Nicolas, qui ne trouvait pas la chose trop extraordinaire, crut à propos de ne rien dire.

« Voyons, dit le directeur réfléchissant à ses affaires après le dîner, joueriez-vous bien quelque joli petit rôle avec notre enfant ?

— Vous êtes bien bon, s’empressa de répondre Nicolas ; mais je pense qu’il vaudrait peut-être mieux, pour commencer, me donner quelqu’un de mieux assorti à ma taille ; dans le cas où je viendrais à me troubler, il me semble que je me sentirais plus à mon aise.

— C’est vrai, dit le directeur, il faut tout prévoir ; et puis cela vous donnera le temps de mieux vous préparer à pouvoir jouer un jour avec l’enfant, vous sentez.

— Certainement, répliqua Nicolas embrassant avec ardeur l’espérance qu’il se passerait encore bien du temps avant qu’il fût honoré d’une telle faveur.

— Alors je vais vous dire ce que nous ferons, dit M. Crummles : quand vous aurez composé cette pièce… à propos, n’oubliez pas d’y mettre la pompe et les cuviers… vous étudierez Roméo ; Juliette sera miss Snevellicci ; la vieille Grudden fera la nourrice.
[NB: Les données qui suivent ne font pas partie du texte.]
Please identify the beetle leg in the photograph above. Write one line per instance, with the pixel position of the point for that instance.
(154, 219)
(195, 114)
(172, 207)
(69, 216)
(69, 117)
Oui, cela ira à merveille. Ah ! le pirate donc ? Vous pourrez, par la même occasion, étudier le pirate, et Cassio et Jérémie Diddler ; il ne vous sera pas bien difficile de vous fourrer cela dans la tête : un rôle aide l’autre, c’est toujours la même chose, les répliques, les gestes et tout. »

M. Crummles, après ces instructions un peu précipitées et passablement générales, jeta une foule de petits livres dans les mains défaillantes de Nicolas abasourdi : puis, ordonnant à son fils aîné d’accompagner le jeune homme pour lui faire voir des logements, il lui donna une poignée de main et lui souhaita le bonsoir.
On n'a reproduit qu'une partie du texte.